Facebook DeepText goes a step further by taking text and directly mapping it to intents through neural networks, but this requires a lot of training data. Neural networks are built on imprecision and probability. At present they can only be successfully trained for a relatively small number of intents without risking noise and overfitting that can ruin the user experience.
In brief: Facebook, one of the world’s leading technology companies, has created a neural network to determine if someone needs an Uber with lackluster real-world precision, and that propagates through a chain of understandably excited pundits who rapturously declare: chatbots are here and user interfaces are dead.
The reports of the demise of GUIs are greatly exaggerated
Back to our demo for a second.
Given the above, we believe that at present the most powerful way to leverage the power of conversational interfaces is to embrace graphical user interfaces as part of a conversation.

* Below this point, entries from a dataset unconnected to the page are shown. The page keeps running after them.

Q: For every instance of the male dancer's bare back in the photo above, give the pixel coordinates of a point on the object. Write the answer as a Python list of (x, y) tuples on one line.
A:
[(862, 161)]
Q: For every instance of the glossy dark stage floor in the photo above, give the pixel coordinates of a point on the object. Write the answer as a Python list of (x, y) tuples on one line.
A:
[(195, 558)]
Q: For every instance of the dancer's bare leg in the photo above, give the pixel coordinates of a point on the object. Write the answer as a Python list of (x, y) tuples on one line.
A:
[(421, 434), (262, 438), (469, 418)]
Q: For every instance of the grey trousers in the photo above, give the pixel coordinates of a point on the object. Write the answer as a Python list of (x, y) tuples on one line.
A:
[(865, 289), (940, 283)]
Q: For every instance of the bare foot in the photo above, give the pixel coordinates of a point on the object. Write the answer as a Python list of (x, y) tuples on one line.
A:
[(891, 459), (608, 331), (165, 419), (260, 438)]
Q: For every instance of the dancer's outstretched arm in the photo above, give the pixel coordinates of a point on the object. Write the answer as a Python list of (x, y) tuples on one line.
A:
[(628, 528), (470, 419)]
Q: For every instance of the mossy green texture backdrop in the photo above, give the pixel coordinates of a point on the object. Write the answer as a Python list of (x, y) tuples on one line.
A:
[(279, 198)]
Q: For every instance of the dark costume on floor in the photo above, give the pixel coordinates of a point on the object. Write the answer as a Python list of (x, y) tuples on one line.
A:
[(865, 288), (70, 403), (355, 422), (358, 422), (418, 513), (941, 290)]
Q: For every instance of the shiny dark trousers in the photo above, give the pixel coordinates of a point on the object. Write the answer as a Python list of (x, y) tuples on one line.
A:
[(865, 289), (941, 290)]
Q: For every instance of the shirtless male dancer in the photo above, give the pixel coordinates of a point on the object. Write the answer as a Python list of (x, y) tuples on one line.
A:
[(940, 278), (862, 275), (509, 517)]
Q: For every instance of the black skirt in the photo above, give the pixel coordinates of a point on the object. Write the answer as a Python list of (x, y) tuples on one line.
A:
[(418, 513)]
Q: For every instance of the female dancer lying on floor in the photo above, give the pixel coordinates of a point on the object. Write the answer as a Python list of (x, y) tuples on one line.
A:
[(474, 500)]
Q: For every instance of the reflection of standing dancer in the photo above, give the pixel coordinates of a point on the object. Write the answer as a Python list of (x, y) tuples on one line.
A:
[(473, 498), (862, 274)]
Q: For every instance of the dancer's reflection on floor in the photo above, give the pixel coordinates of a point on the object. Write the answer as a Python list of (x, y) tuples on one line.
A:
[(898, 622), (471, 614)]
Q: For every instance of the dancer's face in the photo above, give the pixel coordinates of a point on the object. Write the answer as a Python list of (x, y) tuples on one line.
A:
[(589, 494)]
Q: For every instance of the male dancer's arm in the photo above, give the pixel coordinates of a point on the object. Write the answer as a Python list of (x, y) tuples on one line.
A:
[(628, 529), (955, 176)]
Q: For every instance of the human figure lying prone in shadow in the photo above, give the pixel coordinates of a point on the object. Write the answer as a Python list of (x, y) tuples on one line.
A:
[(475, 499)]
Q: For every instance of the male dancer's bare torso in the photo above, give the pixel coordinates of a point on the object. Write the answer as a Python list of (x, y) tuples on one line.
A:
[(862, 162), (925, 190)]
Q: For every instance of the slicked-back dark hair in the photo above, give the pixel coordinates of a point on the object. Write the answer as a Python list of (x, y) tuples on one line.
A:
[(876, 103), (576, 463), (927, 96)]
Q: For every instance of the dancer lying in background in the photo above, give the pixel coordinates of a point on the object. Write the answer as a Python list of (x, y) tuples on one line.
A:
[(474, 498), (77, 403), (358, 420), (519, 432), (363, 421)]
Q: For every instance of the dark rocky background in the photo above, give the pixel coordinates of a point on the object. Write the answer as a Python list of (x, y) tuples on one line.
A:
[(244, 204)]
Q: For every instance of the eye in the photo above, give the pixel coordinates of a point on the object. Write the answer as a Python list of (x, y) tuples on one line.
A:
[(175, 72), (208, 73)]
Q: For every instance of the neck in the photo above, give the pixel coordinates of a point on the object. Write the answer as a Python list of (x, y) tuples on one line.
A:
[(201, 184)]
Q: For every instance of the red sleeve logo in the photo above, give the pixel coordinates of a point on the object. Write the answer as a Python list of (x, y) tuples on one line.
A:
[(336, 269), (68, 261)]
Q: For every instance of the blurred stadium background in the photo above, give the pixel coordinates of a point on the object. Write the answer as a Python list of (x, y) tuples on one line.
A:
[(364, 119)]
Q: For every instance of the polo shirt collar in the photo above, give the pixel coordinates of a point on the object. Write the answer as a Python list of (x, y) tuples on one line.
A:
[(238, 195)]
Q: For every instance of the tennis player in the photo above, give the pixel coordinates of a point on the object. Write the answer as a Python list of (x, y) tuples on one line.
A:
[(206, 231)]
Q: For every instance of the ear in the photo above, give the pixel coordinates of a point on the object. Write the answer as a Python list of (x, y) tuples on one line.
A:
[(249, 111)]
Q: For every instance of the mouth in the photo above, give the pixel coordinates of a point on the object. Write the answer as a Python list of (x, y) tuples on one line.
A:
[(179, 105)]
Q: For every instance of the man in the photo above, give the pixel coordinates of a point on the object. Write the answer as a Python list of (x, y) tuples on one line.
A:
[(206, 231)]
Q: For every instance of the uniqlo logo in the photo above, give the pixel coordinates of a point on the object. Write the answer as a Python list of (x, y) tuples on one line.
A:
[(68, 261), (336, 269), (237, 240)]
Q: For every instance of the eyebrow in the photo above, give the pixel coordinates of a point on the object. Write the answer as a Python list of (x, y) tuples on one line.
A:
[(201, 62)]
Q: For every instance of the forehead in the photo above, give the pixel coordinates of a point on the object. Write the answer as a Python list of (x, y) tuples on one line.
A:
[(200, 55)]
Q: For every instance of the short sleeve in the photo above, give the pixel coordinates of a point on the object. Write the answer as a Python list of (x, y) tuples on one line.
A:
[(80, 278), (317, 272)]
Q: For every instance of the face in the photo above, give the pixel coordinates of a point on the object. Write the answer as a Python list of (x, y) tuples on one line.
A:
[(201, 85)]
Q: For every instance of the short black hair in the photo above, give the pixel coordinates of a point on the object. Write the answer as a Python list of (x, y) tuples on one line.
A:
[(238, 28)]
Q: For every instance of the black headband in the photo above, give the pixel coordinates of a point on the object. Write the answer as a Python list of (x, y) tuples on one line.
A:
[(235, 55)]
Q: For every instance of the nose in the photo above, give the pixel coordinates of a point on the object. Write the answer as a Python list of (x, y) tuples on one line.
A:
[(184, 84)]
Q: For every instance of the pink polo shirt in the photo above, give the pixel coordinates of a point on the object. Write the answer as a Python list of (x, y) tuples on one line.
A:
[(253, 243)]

If a chatbot requests a location, I can specify it with an address and a map instead of clumsily specifying directions in text (let’s face it, human-to-human we still have trouble with this).
Bots like TechCrunch’s are hampered by Facebook Messenger’s API. Hopefully Facebook and the other bot platforms get better at this.

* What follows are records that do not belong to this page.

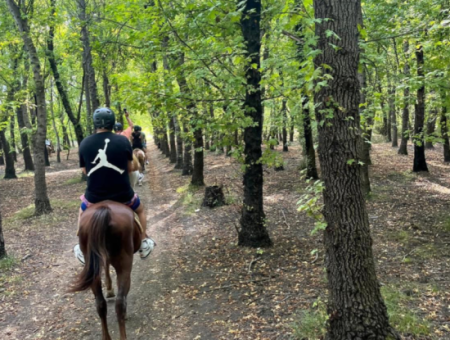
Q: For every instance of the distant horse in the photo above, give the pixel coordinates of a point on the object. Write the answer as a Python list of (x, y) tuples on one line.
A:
[(50, 149), (134, 174), (109, 235), (141, 157)]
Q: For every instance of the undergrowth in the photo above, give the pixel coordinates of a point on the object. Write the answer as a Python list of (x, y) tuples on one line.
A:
[(311, 324)]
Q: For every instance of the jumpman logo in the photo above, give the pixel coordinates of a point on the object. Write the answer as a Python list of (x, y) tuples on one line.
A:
[(104, 160)]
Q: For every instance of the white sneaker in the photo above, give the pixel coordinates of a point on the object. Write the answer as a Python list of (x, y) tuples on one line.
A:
[(147, 246), (78, 253)]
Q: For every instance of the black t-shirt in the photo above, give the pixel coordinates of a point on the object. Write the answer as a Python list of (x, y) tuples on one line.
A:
[(137, 140), (105, 157)]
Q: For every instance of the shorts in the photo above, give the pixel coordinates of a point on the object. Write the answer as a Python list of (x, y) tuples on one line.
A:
[(133, 204)]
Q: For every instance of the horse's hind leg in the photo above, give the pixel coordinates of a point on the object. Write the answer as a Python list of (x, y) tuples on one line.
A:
[(100, 302), (109, 288), (123, 287)]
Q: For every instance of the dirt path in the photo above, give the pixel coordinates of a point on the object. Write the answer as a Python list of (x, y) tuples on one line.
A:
[(155, 303), (198, 284)]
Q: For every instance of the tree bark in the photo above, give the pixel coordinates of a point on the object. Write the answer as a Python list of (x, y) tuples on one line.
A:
[(197, 172), (393, 116), (87, 57), (12, 127), (310, 153), (10, 171), (179, 162), (431, 128), (3, 253), (285, 140), (355, 307), (58, 141), (444, 129), (173, 148), (420, 163), (59, 84), (42, 203), (403, 150), (253, 231), (187, 161), (106, 89), (26, 152)]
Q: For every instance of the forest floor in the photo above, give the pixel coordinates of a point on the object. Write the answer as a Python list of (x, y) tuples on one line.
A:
[(198, 284)]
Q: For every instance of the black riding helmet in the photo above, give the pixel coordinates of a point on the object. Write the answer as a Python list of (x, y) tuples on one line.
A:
[(104, 118), (118, 127)]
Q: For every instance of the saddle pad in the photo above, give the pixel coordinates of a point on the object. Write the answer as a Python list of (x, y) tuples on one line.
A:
[(138, 222)]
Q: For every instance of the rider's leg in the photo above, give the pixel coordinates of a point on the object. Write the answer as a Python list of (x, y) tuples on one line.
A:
[(140, 211)]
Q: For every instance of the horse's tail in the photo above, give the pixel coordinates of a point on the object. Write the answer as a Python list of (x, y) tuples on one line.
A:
[(96, 252)]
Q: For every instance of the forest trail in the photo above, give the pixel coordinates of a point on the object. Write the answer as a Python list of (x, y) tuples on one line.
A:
[(154, 304), (198, 284)]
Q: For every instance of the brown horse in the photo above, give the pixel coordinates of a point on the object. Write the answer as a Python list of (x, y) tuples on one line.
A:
[(108, 235), (134, 174), (141, 157)]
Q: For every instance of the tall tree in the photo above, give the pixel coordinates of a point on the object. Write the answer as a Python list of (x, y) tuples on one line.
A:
[(444, 127), (403, 150), (58, 81), (253, 231), (42, 203), (88, 65), (420, 163), (356, 308), (3, 253)]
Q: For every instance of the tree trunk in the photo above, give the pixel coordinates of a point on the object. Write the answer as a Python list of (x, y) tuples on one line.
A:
[(2, 159), (173, 149), (393, 116), (10, 171), (284, 110), (355, 306), (89, 122), (366, 138), (197, 173), (12, 134), (431, 128), (444, 129), (3, 253), (42, 203), (59, 84), (58, 142), (310, 153), (420, 163), (26, 152), (87, 57), (165, 141), (106, 89), (403, 150), (187, 161), (179, 162), (253, 231)]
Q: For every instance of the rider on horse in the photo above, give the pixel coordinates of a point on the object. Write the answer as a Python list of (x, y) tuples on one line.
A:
[(106, 158)]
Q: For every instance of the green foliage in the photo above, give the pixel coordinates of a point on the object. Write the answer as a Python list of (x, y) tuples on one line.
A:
[(311, 324), (401, 316), (7, 263), (310, 203)]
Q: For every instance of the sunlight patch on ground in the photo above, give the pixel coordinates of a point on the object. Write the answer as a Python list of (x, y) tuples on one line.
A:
[(433, 187)]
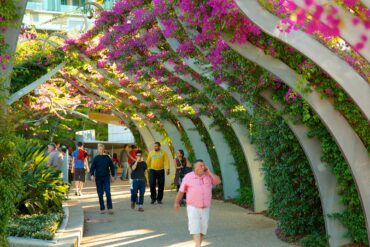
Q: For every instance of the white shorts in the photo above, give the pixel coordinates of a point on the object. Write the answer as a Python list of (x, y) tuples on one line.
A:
[(198, 220)]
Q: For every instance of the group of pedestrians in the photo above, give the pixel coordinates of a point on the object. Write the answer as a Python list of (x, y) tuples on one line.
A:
[(194, 186), (72, 164), (197, 184)]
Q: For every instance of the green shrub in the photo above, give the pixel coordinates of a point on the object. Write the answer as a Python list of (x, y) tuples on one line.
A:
[(245, 196), (10, 181), (40, 226), (44, 188), (294, 197)]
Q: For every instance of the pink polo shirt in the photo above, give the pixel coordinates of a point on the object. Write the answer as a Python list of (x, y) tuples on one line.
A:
[(198, 190)]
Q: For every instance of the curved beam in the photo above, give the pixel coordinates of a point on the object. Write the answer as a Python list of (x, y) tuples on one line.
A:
[(228, 169), (350, 144), (259, 189), (351, 33), (325, 179), (198, 145), (355, 86)]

Conversational interfaces are still great
Without free-text input, there are still a tonne of advantages to the conversational interface paradigm:
- Personalisation: Text can be human and personalised. Variable substitutions are simple and conversation trees, while eventually unwieldy, are at least intuitive to design. Meta tree tools can be used to simplify and abstract conversation trees and promote re-use. We did a lot of work around this for Find My Fit to minimise the amount of new conversation we had to create.
- History: Messaging conversations never lose context. Everything that has been said is there. There’s no wondering how to get back to a screen: the inputs remain inline. In addition to the infinitely scrollable, persistent conversation we added a history tab to Find My Fit that logged important interactions. This augmented the contextual nature of the conversation by providing fast access to appointment dates, check-up results and prescriptions.

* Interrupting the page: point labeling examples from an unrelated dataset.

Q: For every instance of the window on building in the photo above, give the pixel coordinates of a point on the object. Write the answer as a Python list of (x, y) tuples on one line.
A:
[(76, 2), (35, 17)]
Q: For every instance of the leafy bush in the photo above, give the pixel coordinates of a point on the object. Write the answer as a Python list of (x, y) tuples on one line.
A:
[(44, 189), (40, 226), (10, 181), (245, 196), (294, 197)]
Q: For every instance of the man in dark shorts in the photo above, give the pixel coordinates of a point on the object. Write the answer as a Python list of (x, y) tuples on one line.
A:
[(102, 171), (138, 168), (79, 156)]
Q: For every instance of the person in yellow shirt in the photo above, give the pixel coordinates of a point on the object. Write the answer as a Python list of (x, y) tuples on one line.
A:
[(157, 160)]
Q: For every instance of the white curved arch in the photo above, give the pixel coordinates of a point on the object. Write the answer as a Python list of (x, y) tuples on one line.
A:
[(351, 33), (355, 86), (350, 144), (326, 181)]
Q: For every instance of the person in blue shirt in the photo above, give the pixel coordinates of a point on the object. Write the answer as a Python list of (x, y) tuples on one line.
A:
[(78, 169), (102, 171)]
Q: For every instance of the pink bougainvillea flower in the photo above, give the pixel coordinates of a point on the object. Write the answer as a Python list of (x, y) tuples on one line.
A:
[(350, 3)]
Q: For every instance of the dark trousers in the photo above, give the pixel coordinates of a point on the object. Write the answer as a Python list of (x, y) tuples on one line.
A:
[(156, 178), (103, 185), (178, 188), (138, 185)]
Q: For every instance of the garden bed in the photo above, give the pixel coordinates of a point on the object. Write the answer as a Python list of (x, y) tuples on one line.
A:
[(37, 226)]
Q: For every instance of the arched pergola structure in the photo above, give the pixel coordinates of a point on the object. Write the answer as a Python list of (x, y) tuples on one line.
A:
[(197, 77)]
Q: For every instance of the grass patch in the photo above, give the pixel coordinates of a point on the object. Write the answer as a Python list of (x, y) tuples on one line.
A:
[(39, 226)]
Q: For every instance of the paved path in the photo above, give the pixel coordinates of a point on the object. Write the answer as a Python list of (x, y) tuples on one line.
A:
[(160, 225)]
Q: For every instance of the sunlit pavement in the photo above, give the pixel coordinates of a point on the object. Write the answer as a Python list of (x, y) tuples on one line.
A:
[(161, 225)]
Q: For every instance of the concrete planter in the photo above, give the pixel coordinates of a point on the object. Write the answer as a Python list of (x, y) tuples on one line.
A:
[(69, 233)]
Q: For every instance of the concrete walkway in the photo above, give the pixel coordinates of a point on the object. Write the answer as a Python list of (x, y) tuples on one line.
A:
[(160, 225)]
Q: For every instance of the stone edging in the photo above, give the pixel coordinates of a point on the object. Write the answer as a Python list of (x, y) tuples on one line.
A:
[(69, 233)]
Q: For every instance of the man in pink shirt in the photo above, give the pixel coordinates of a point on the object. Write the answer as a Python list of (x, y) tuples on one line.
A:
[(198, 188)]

- Human-to-human: An increasingly common trend is bots that are driven partially by chatbots and partially by people. In the medical field the value of this is the ability to transfer from a chatbot to a human expert without breaking out of a cohesive experience, with no modality and complete history. It goes without saying that for human-to-human interactions we would break out the free-text fields that we hide for the chatbot. In Financial Services I’m waiting for American Express to do this for travel concierges. I might actually use them if they did.
- Personal Assistants: I make no secret of the fact that I am a fan of artificially intelligent Personal Assistants. Although they suffer from many of the drawbacks of free-text (or speech) input, I am excited for the day when Siri will be useful for something more productive.
- Lightweight Interactions: As the chatbot platforms improve we will have a powerful substitute for mobile applications, without the overhead of home-screen icons, splash screens and poorly designed user interfaces. I’ve written more extensively about this benefit before.
The team at Accenture Labs is currently working hard on our visions for the next few years, and defining our research agenda going forward. At this point we’re confident that chatbots, conversational interfaces and personal assistants will play a part in that agenda and we expect to have a lot more to say as we learn more.
As usual we welcome feedback and would love to hear what you think.